Everyone in India (urban youth- youth as defined by political parties can be up to 40 years of a person’s life) knows that a country with around 70% of its population below the age of 30 years is governed by leaders whose numbers count among the other 30%. The people contesting do not inspire anything other than vomit and the underlings and regional politburos are nothing but a crazy mirror image of their idols – the ones with all the money and power.
In a blatant display of stupidity, more and more campaigns are being created to get the urban population to vote. Most of these claim to help wake people up (jaago re), get them to vote via the crowd mentality (lets vote, vote india) and other such “ground-breaking” ideas. Maybe what the campaigns and their drivers should think about is what the voting public wants from them and the politicians who finally profit from their traffic stopping campaigns – the right to not vote.
I do not want to vote. My vote means an exercise in freedom and I have used it this time to vote for someone who will not get voted in. What I want is not a jaago re, its a jaagte raho. A campaign or a setting in which every single politician gets a report card that shows what they did, how corrupt their officials were and how the funds that my taxes have created have been used. I want to know why a country that has the opportunity to grow globally has actually got no prescence in the world forums. I want to know why India’s foreign policy is the weakest in all the BRIC nations.
I want to know why India is still counted as the one of the worst places to do business due to its corrupt politics and red tape laden bureaucratic process.
I want to know what my money gets me. Right now, all I see is broken roads, sad infrastructure and religious extremists who put in a 1:1 dog fight with any regular Indian would stand the same chance as a regular Indian does when they stand up against them and their power play today.
—————————–
Yes, I might be blogging again after all.

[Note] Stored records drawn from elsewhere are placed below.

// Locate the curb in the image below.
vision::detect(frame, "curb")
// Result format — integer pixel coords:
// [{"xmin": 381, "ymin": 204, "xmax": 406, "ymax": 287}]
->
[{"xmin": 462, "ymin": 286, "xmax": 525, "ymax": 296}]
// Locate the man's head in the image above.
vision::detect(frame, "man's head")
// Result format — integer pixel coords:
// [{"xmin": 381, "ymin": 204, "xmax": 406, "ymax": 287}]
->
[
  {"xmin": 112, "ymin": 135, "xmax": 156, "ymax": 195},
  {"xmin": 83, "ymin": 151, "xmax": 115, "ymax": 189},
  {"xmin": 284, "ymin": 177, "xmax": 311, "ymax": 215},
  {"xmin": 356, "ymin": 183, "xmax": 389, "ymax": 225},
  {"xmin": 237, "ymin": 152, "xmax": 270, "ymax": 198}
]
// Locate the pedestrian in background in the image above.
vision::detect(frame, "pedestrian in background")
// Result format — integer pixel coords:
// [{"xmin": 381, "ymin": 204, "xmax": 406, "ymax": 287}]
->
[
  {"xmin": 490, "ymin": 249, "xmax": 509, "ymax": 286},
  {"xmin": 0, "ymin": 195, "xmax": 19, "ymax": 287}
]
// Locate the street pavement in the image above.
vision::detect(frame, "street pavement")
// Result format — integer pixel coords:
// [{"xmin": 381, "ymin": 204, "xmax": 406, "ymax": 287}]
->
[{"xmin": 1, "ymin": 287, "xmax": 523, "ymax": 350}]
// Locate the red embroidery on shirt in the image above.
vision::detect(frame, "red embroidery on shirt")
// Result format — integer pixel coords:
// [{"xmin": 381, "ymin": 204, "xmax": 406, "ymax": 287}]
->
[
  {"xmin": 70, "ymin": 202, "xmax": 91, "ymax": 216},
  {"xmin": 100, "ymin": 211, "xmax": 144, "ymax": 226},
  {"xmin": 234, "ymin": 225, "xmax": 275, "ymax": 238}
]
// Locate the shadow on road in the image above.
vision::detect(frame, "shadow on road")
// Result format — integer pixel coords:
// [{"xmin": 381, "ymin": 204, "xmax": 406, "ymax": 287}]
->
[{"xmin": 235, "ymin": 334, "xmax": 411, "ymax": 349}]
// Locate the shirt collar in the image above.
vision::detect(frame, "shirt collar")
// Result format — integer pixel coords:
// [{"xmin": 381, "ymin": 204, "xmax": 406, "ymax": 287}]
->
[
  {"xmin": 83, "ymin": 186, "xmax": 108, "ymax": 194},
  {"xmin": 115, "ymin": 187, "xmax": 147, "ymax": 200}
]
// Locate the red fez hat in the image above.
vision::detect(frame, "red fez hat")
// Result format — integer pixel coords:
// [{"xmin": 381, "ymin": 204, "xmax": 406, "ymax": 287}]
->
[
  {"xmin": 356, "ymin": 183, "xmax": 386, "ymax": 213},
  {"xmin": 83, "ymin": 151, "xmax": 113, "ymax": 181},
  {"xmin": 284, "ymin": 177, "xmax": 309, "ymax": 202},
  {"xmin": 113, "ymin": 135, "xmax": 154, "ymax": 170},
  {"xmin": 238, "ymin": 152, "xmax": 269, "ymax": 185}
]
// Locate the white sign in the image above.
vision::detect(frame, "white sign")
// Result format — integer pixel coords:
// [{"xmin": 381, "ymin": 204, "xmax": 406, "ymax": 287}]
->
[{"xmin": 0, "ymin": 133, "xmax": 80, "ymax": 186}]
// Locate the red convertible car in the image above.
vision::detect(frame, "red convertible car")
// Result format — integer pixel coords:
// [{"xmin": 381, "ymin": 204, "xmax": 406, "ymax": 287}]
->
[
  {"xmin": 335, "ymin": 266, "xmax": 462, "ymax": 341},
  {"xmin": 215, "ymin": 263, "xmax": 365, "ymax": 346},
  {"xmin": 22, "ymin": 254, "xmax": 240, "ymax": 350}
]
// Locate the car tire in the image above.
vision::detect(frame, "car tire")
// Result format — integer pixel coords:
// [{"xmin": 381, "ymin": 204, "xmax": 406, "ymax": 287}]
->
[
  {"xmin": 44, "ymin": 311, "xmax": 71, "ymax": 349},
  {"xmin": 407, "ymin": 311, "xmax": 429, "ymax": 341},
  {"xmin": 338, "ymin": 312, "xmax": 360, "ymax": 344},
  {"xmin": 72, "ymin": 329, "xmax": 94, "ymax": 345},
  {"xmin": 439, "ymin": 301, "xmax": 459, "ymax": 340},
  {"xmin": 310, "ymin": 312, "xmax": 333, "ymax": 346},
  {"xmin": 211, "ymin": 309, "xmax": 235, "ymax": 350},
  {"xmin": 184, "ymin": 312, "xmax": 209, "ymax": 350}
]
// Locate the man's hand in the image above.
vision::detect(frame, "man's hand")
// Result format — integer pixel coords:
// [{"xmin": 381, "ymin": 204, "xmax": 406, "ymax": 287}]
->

The departure was one brought on by a feeling of futility which, along with laziness causes one to believe that one cannot and does not want to write; something which was closer to the truth than I would otherwise admit freely.

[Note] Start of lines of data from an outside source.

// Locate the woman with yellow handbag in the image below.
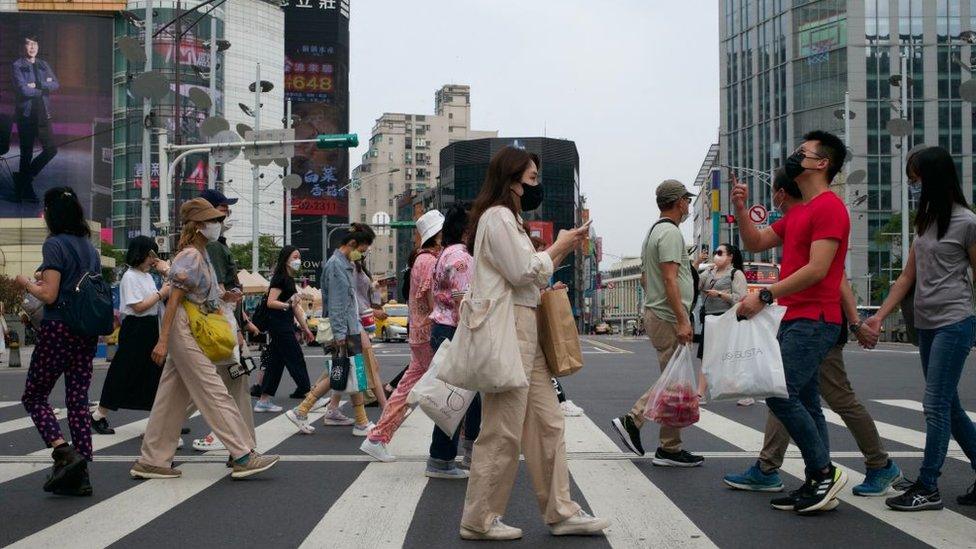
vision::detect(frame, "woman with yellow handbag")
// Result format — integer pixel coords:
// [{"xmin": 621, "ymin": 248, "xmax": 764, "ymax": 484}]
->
[{"xmin": 130, "ymin": 198, "xmax": 279, "ymax": 480}]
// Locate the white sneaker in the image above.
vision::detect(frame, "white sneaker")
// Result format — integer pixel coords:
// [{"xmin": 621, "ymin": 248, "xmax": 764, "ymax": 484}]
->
[
  {"xmin": 253, "ymin": 400, "xmax": 283, "ymax": 413},
  {"xmin": 192, "ymin": 433, "xmax": 225, "ymax": 452},
  {"xmin": 322, "ymin": 406, "xmax": 355, "ymax": 426},
  {"xmin": 352, "ymin": 421, "xmax": 374, "ymax": 437},
  {"xmin": 549, "ymin": 510, "xmax": 610, "ymax": 536},
  {"xmin": 286, "ymin": 409, "xmax": 316, "ymax": 434},
  {"xmin": 460, "ymin": 517, "xmax": 523, "ymax": 540},
  {"xmin": 560, "ymin": 400, "xmax": 585, "ymax": 417},
  {"xmin": 177, "ymin": 437, "xmax": 184, "ymax": 449},
  {"xmin": 359, "ymin": 438, "xmax": 396, "ymax": 462},
  {"xmin": 737, "ymin": 398, "xmax": 756, "ymax": 407}
]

My returns to blogging are as hopeless as a pro wrestlers attempt to retire and live a peaceful life so lets see where this goes.
4 Comments
Excellent comeback, nath boy. Go tiger! And not in the pro LTTE sense. It’s these morons that make me glad I’m as yet ineligible for a voter’s id (‘NRI’ status).
Reading this post takes me back to a similar article in ‘India Today’, which I had read about a decade ago – which is almost as old the “Road in the pot-holes” joke. The feeling of being cheated, of forcibly lowered expectations by the ‘leaders’ and of sheer helplessness (despite the power of voting) remains unchanged.
The nation has been riding on a ‘high potential’ for quite a while, barely even reaching where it could possibly have. Indian politics, has sadly become a arena where the winners are those that remotely ‘promise’ the much lowered expectations of the ‘masses’.
—-
P.S: What a return!!
Well if it isn’t the return of Roddy ‘Raghunath’ Piper!